But Ukraine’s deep-strike capabilities are improving. And it’s apparent Russian officials are worried. On Friday, Russian army TDA-3 smoke vehicles obscured the Crimean Bridge as part of an unannounced exercise, causing at least one accident on the road span. Around the same time, people noticed Russian navy decoy barges, sporting large radar reflectors, on the water around the bridge.
The smoke could confuse drone crews and pilots and, if it contains certain chemicals, also thwart infrared-guided munitions. The barges could distract missiles fitted with radar seeker heads.
The Ukrainian army has been firing more and more of its old, Soviet-vintage Tochka ballistic missiles, targeting Russian supply hubs, oil depots and airfields as far away as 75 miles.
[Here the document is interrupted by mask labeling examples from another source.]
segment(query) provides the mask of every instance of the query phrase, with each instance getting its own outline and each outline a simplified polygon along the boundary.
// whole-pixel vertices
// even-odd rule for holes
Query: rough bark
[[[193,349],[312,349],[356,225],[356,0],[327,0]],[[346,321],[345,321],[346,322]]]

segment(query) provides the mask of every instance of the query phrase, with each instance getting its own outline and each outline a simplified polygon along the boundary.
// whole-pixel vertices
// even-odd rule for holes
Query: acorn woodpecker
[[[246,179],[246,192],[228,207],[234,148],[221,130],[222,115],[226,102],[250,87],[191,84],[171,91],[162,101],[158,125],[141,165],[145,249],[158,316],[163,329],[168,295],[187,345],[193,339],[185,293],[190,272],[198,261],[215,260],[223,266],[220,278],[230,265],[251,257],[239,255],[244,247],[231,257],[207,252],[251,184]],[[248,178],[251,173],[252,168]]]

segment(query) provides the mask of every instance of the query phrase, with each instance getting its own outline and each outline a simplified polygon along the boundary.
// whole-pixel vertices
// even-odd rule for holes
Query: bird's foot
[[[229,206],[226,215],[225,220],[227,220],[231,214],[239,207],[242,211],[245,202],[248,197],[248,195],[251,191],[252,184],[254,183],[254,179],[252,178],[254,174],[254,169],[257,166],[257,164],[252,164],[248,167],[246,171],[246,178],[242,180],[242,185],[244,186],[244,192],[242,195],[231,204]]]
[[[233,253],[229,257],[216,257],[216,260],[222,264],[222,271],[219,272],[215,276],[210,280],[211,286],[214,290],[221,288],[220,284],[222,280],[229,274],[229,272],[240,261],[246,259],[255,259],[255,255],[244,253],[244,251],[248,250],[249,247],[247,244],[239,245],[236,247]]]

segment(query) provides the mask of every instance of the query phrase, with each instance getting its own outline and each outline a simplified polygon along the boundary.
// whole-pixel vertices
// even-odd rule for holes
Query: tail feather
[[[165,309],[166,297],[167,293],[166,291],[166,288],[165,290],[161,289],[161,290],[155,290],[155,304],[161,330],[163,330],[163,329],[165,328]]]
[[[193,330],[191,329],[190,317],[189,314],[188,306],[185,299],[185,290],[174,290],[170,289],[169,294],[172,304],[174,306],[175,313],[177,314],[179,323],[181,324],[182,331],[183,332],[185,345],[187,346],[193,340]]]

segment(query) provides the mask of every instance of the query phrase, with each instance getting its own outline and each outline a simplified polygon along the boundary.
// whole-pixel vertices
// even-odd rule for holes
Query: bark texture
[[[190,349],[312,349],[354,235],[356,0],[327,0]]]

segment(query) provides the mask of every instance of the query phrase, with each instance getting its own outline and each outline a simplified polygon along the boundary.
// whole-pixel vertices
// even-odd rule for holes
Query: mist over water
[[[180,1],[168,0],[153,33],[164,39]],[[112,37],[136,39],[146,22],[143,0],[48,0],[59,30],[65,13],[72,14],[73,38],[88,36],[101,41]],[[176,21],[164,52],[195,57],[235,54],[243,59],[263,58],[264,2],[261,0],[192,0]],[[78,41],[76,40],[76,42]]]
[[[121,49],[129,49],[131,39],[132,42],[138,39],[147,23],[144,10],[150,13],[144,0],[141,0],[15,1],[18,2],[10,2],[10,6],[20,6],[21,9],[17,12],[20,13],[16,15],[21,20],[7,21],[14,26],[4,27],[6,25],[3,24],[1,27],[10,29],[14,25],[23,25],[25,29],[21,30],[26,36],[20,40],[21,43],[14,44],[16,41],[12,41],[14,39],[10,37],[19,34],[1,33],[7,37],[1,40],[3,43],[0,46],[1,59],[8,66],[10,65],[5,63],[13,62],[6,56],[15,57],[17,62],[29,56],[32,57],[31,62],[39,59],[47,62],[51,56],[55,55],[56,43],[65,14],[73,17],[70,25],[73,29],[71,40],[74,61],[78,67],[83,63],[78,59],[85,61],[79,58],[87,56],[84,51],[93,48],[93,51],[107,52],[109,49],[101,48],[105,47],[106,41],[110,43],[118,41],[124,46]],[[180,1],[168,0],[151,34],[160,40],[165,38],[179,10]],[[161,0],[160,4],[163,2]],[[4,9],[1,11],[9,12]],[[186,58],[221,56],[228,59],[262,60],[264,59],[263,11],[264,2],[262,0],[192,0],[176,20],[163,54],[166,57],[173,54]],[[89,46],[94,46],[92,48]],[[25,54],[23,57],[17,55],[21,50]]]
The army’s new American-made High-Mobility Artillery Rocket System launchers with their GPS-guided rockets meanwhile are hitting Russian ammo dumps as deep as 50 miles inside Russian territory.
To bombard the bridge, the Ukrainians must acquire new, longer-range rockets—or get closer and use existing weapons in new ways.
It’s worth noting that HIMARS is compatible with a GPS-guided, 200-mile rocket called the Army Tactical Missile System. The administration of U.S. president Joe Biden has assured the Kremlin it will not give Kyiv ATACMS or any other long-range munition that could strike deep inside Russia.
But the Russians aren’t buying it. “To trust, you need to have experience of cases where promises were kept,” Kremlin spokesman Dmitry Peskov said. “Unfortunately, there is no such experience at all.”
To hold the Crimean Bridge at risk without acquiring new munitions, the Ukrainian army would need to recapture a swathe of the Ukrainian coast along the Sea of Azov east of Crimea. That means, in essence, liberating Russian-occupied Melitopol. Realistically, the Ukrainians first would need to liberate Kherson, farther west.
With a toehold on the Sea of Azov coast, the Ukrainian navy could fire some of its new foreign-supplied Harpoon anti-ship missiles at the Crimean Bridge. The Harpoon has the range to cross the Sea of Azov in order to reach the bridge and the accuracy to hit it, thanks to its radar seeker.
But the Harpoon’s 500-pound warhead is meant for sinking ships, which are much more fragile than any bridge is. If the Ukrainians reached the Sea of Azov and if they managed to deploy Harpoons in an improvisational anti-bridge role, they might need to fire more than one missile.
That’s a lot of ifs and mights. But the Russians aren’t taking chances with their priceless bridge.